Mark Dykstra is responsible for drag and rolling cutter bit innovation, modeling and analysis of drilling system dynamic response, and the coordination of special research projects for Hughes Christensen. He has extensive experience with directional drilling, drilling system dynamics, and hole opening technology.
Dykstra has been with Hughes Christensen for 3 years. Prior to that, he worked for Amoco Production Research. He has authored several publications relating to directional drilling, reaming while drilling, and drilling system dynamics. He holds BS, MS, and PhD degrees in petroleum engineering from the University of Tulsa.
Chris Beuershausen is a senior engineer for Hughes Christensen based in The Woodlands, Tex. His current assignment is manager of product evaluation. His responsibilities include failure analysis of dull bits and identifying improvement opportunities based on failure analyses.
Prior to this position, Beuershausen was a design engineer in the diamond products engineering group. He led the technology development of a steerable PDC product line. He holds a BS in mechanical engineering from Texas A&M University.
Jim Norris was a research and development engineer for Hughes Christensen based in Salt Lake City, Utah. He started with Eastman Christensen in Salt Lake City in 1989. When he coauthored this article, he was a staff engineer. Norris received a BS in design engineering from Brigham Young University in 1984 and an MS in mechanical engineering from University of Utah in 1991.
Roger Fincher is currently a manager for Subsea Pumping Systems Development (Deepvision), a Baker Hughes and Transocean Inc. LLC. He is responsible for the development of riserless, reeled-pipe deepwater-drilling operations. Other the past 20 years, Fincher has held a variety of technical and managerial positions within the Baker Hughes companies. He has been directly involved in field deployment and operational support for horizontal drilling systems and steerable products. Fincher has a degree in civil engineering from the Georgia Institute of Technology and holds several patents for drilling devices.

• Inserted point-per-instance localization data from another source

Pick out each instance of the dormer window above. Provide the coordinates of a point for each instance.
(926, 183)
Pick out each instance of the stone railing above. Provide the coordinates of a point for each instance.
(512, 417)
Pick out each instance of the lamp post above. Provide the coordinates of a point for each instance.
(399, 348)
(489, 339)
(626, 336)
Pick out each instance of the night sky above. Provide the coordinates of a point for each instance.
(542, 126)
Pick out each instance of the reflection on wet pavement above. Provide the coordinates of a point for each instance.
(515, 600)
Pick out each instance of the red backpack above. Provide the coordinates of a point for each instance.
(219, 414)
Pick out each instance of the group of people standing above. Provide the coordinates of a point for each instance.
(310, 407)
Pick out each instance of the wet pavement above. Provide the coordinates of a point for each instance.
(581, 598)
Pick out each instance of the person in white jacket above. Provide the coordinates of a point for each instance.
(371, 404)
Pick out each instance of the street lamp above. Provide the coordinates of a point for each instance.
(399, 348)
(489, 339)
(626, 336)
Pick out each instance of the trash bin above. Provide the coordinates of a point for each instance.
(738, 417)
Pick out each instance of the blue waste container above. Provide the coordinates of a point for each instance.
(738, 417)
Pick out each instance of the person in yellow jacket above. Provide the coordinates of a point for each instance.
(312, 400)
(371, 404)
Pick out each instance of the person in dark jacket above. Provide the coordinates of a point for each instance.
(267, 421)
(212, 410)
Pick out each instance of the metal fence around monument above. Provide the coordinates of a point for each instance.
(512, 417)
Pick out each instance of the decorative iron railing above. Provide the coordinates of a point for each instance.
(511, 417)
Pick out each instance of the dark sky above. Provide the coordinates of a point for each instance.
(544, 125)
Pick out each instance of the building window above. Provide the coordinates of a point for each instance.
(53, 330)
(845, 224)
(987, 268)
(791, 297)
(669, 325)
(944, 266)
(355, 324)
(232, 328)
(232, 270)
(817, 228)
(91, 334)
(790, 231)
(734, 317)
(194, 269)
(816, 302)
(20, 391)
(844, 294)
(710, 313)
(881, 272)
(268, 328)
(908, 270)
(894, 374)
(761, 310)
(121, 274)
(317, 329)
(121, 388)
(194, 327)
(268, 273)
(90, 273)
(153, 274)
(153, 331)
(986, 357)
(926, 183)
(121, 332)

Michael Ohanian is drilling systems manager for Baker Hughes Inteq, Cairo, Egypt. He is responsible for drilling and marketing operations throughout Egypt. Ohanian has 17 years' oil field operations, marketing, and management experience. His major focus since 1985 has involved planning, execution, coordination, or management of over 150 long and medium radius directional wells. Ohanian holds a BS in biology/geology/education from Stephen F. Austin State University in Texas.